The relationship between Gilbert and Dominique seems especially relevant in the age of #MeToo. Gilbert’s brand of love is possessive and entitled to the extreme, and the justice system is clearly on his side from the start. After we see the overture of a rape, the judge at the trial attacks Dominique for her refusal to “give in”. She’s a tease, you see, so Gilbert sexual frustration is only reasonable, apparently.
When Gilbert talks of the future, it’s a command: “We’ll get married.” Then, “You’re mine now.” Gilbert’s lack of interest in Dominique’s desires, beyond the sexual, is debilitating and tragic. We see the life and the hope drained from this young woman – a woman who was always going to belong to a man, once her father chose to give her away. Her response to Gilbert’s suffocating monogamy is defiant: she’ll find respect and affection elsewhere.

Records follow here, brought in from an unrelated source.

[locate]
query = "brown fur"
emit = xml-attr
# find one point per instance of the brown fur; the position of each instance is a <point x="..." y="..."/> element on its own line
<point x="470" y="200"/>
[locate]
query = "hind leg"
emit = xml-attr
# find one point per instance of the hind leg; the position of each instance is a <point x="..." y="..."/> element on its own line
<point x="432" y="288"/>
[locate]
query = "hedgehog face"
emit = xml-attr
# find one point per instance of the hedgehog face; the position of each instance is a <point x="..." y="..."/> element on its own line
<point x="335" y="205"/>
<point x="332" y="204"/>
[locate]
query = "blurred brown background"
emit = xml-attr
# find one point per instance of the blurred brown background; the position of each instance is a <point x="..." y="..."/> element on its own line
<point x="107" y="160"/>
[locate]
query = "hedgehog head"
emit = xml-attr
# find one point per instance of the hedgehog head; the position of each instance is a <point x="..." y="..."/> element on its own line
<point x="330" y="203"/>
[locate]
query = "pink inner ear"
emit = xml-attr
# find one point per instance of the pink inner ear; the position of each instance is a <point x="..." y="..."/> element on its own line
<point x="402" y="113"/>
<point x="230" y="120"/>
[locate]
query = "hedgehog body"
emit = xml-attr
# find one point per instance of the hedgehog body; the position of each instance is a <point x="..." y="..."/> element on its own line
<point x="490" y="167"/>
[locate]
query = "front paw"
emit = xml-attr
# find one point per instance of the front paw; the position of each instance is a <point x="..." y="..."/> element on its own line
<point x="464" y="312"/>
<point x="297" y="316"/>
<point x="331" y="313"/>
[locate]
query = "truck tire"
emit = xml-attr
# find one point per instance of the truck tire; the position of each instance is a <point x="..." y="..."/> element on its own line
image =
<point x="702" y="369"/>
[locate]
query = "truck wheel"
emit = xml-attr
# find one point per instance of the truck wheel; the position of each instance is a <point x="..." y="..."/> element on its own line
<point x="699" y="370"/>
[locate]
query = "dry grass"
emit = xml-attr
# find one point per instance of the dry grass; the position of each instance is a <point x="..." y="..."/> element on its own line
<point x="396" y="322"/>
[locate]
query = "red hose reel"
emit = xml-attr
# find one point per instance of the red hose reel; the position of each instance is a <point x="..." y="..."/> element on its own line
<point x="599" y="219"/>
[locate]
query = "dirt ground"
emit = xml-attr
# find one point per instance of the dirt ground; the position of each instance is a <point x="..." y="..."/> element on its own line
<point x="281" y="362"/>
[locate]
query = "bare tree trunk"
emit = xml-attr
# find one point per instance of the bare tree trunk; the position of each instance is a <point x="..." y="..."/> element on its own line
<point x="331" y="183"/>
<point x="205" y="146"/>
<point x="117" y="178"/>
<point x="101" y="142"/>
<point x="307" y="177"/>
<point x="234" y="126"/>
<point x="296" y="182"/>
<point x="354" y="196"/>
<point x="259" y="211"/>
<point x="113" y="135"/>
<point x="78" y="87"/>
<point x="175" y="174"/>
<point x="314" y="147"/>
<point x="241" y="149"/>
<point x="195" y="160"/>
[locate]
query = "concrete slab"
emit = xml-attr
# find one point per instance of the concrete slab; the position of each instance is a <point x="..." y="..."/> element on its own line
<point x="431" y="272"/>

While Dominique isn’t blameless, her behaviour is far more excusable when you swap the genders in your mind. The expectations of women’s roles are evident not just in the subtly misogynistic dinosaurs in the courtroom, but in the attitudes of her mother and sister, who are complicit in perpetuating the patriarchy. At one point, when her father dies, Dominique tactlessly but truthfully reminds her wailing mother that she coped just fine without him for years.
Clouzot is almost directing two films in one here. The courtroom scenes are handsome, formal and static, and the direction is about the swirling mass of people, all here to hoot at the histrionics. The flashbacks to Dominique’s days of freedom are entirely different, with an ever-moving camera sliding through mouldy apartments and noirish streets, always finding the unpredictable, always finding life.
Then there’s the amazing editing. There are a number of stunning montages which depict the development of character relationships with remarkable efficiency. These sequences are almost musical in their rhythm – literally so in the scene where Dominique approaches Gilbert’s door for the last time, her movements cut to the time of the musical piece he’s just conducted.
Just as Frey makes for an ideal embodiment of toxic masculinity, Bardot is perfectly cast as the poor girl with movie star looks. Bardot’s face is custom-built to smile, and Dominique’s lust for life is natural and infectious, so the fact that she spends so much time in a stricken state is harrowing. That we believe Dominique is broken is vital to the film’s central theme, and Bardot nails it.
La Vérité is, in the end, a heartbreaking retort to the misogynistic notion that men know women’s feelings better than women. Dominique is a woman so desperate to be loved that it threatens to kill her. To her, love is like food or air: a matter of life or death. La Vérité is not about the plotting or the facts of the case, it’s about the higher concepts of humanity and dignity. And once the courtroom is finally cleared, that’s what resonates.
Special Edition Features:
- New 4K digital restoration, with uncompressed monaural soundtrack
- Le scandale Clouzot, a sixty-minute documentary from 2017 on director Henri-Georges Clouzot
- Interview from 1960 with Clouzot
- Interview with actor Brigitte Bardot from the 1982 documentary Brigitte Bardot telle qu’elle
- New English subtitle translation
- PLUS: An essay by film scholar Ginette Vincendeau
La Vérité is out on Criterion Blu-ray now.